Part of Selmon Expressway shut down for self-driving car demo in Tampa

Americans have negative view of self-driving tech

Tampa, Fla., - Most people don't have a self-driving vehicle, but a special demonstration is happening this week to expose more people to the technology.

The public was invited to take a free ride in a self-driving car this week in Tampa courtesy of Perrone Robotics, as well as SAE International, a global trade group that promotes the engineering professionals in the transportation industries.

The Selmon Expressway is being closed down for parts of this week by the Tampa Hillsborough Expressway Authority to conduct these 10-minute long test rides; slots filled up quickly with many people interested in seeing what some are calling the future of transportation.

"I am incredibly grateful that SAE International is bringing this self-driving "hands off" demo to Tampa Bay," said State Senator Jeff Brandes. "Our residents will be able to experience the future of transportation and provide feedback that will be invaluable to industry leaders and policy makers as we chart a course towards the shared, electric, and autonomous future." 

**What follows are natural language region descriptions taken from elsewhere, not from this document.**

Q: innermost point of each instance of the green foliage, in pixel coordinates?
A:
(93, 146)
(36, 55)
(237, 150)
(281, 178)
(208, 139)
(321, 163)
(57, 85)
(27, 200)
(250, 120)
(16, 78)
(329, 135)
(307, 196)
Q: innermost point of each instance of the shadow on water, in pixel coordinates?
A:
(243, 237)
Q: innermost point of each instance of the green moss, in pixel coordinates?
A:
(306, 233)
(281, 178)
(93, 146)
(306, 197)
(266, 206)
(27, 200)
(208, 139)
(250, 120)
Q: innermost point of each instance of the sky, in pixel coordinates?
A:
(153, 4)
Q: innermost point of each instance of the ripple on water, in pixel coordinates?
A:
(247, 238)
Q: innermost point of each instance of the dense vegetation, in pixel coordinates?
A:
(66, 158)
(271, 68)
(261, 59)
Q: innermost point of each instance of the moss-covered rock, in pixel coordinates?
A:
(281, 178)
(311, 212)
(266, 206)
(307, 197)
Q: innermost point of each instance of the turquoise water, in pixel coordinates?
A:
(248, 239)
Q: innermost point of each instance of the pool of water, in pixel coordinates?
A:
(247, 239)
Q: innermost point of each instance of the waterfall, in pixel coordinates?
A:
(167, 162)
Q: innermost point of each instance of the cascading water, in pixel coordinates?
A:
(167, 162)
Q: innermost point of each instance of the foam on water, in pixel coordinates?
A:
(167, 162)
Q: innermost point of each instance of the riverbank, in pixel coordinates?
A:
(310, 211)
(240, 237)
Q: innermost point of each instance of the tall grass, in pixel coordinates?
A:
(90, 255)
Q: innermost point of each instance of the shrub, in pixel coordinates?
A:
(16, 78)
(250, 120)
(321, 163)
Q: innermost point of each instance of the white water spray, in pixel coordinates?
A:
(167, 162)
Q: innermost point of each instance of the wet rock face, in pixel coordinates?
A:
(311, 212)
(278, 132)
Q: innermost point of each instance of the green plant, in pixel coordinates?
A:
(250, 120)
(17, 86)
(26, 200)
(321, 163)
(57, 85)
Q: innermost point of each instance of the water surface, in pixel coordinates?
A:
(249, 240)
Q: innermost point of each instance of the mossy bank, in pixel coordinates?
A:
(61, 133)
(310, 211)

Riders will be asked to take a survey before they take the demo in the self-driving vehicle, and then another survey afterwards.

“Public comfort and acceptance of self-driving vehicles is crucial for their success, both in the near-term of testing and the future of widespread use,” says SAE International Chief Product Officer, Frank Menchaca. “SAE International serves as a convener, working with technology companies, auto manufacturers and government to safely advance autonomous vehicle development. This demo day brings the most important audience to the dialogue, the public,” adds Menchaca.   

Opinions of self-driving technology are slowly changing, but still mostly negative, according to a new survey by the automotive insurance and road safety company AAA.

A 2018 survey reveals that about 63% of U.S. drivers say they're fearful of event just taking a spin in a fully self-driving car.

But a year ago, the number of surveyed Americans who say said they were fearful number was 78%.

AAA's findings are based on a telephone survey of 1,004 American adults in December; the margin of error is estimated at plus or minus 3%.

Despite these reservations, many companies, like ride-sharing services, are exploring the use of autonomous vehicles.

Hillsborough County's bus system is also exploring the use of autonomous vehicles in Tampa.

Even if you didn't land a spot, you can still show up at the Tampa Hillsborough Expressway Authority HQ in Tampa to check out the vehicles, and organizers say they may still be able to fit people in at the last moment.